Сколько осталось этих розоватых цилиндриков, согретых грязной солдатской ладонью? Думаю, не больше двадцати. Для «Горюнова» это — не хлеб, вот почему Семен решил вытащить их из ленты и поделить на двоих, чтобы можно было стрелять из винтовок. Вот их-то у нас вдоволь.
— Серега (и здесь меня зовут Серегой), что там?

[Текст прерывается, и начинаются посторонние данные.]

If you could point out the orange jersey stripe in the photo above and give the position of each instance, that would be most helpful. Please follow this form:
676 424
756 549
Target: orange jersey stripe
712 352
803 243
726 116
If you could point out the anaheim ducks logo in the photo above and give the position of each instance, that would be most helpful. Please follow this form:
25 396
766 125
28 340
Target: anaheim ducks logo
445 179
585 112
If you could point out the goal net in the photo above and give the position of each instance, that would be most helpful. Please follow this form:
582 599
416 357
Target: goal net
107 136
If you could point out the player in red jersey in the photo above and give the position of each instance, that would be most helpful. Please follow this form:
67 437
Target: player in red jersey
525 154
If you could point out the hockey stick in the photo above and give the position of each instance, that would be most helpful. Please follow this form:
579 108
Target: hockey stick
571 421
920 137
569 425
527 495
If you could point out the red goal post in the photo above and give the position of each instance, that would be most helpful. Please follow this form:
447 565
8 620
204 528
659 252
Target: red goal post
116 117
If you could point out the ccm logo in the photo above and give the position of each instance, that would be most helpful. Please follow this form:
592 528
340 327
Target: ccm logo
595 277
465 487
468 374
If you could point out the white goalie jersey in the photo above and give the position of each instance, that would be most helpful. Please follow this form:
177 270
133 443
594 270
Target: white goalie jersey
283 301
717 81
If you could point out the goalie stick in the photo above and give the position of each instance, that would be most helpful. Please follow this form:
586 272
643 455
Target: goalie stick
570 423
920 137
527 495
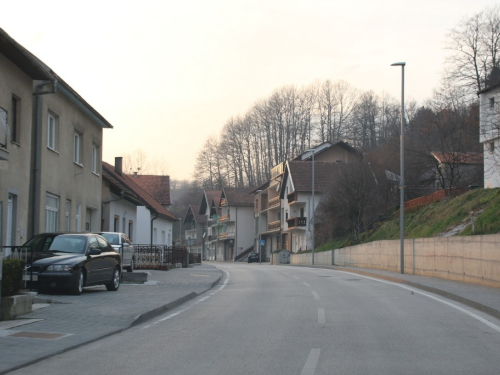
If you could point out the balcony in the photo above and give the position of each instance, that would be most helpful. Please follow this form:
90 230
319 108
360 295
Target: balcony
191 233
278 170
225 236
274 225
296 222
274 202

— Ничего. Тихо, Похоже, немец у танка умер. Не стонет больше.
— А может, уволокли?
— Может…
Я стою у пулемета, навалившись грудью на край площадки, и смотрю вперед, в сторону противника, хотя ничегошеньки не вижу. Ночь, глухая и душная, свалилась мне на плечи и словно прижала невидимой, но ощутимой тяжестью к жесткой, горячей земле, сплошь усыпанной мелкими белыми камешками, похожими на спрессованную известь. Белгородская земля…
— Тридцать один, — с хрипотцой говорит Назаренко. — Если ночью нас с тобой не сменят, утром продержимся минуты три-четыре.
— А потом? — даже не подумав, спрашиваю я.
— Потом, Серега, мы с тобой ударим в штыки и яростной контратакой отбросим эту хваленую моторизованную дивизию СС на исходный рубеж.
— Чего ты, сержант, глупости городишь?
— А ты умные вопросы задавай, стратег! Чай не первый день на фронте. — Семен с трудом поднимается. — Вот тебе пятнадцать, мне, командиру, шестнадцать. А наш товарищ «Горюнов» поголодает, если и ему ночью что-либо не подкинут.
Семен, по характеру, повадкам даже внешне чем-то напоминает Тятькина. Я как-то даже рассказал ему про Тимофея, но Назаренко на полном серьезе ответил, что в Томской области другого такого человека, как он, нет, а в других областях такие родиться не могут. До войны Семен работал на лесосплаве.
Голова сержанта перебинтована, и в темноте она мне кажется белым, маячащим перед глазами пятном. Где-то пополудни осколок, словно клинок, вспорол ему кожу на лбу, рассек бровь, лицо залило кровью, санинструктор предложил Семену после перевязки «топать» на батальонный медицинский пункт, но он отказался: на два пулемета во взводе оставалось четыре человека.
И вот нас двое. Правда, скоро должен вернуться третий, Реут, они с санитаром поволокли на плащ-палатках раненых, но мне кажется, он не вернется.
Почему? Не знаю. Не верю я ему. Назаренко тоже не верит, только не говорит про это. Ведь не пожелал же он остаться вдвоем с Реутом, хотя санитар просил сержанта назначить для эвакуации раненых меня.
— Серега, ты тут бди, а я схожу к фельдшеру.
Семен берет карабин и уходит по траншее вправо.
Одному становится тоскливо и страшно до жути. Я заряжаю винтовку пятью патронами и продолжаю наблюдать за противником. А там словно все вымерло, словно враг передумал наступать дальше, собрал свои манатки и скрылся. Куда? А бес его знает. Может, в свой фатерланд. Если бы так! Я-то знаю, что эта тишина обманчива.
Итак, на безымянной мы стоим около суток. Немцы не смогли нас сдвинуть к востоку ни на шаг. Мы, как говорил Лобанок, уперлись ногами в высоту, и ни танками, ни артиллерией и минометами, ни дьявольскими бомбежками с рассвета дотемна они оказались не в силах столкнуть нас к ее подножию.
Левее, метрах в ста, должна находиться седьмая рота нашего батальона, или то, что от нее осталось. А вот осталось ли что, мы с Назаренко не знаем.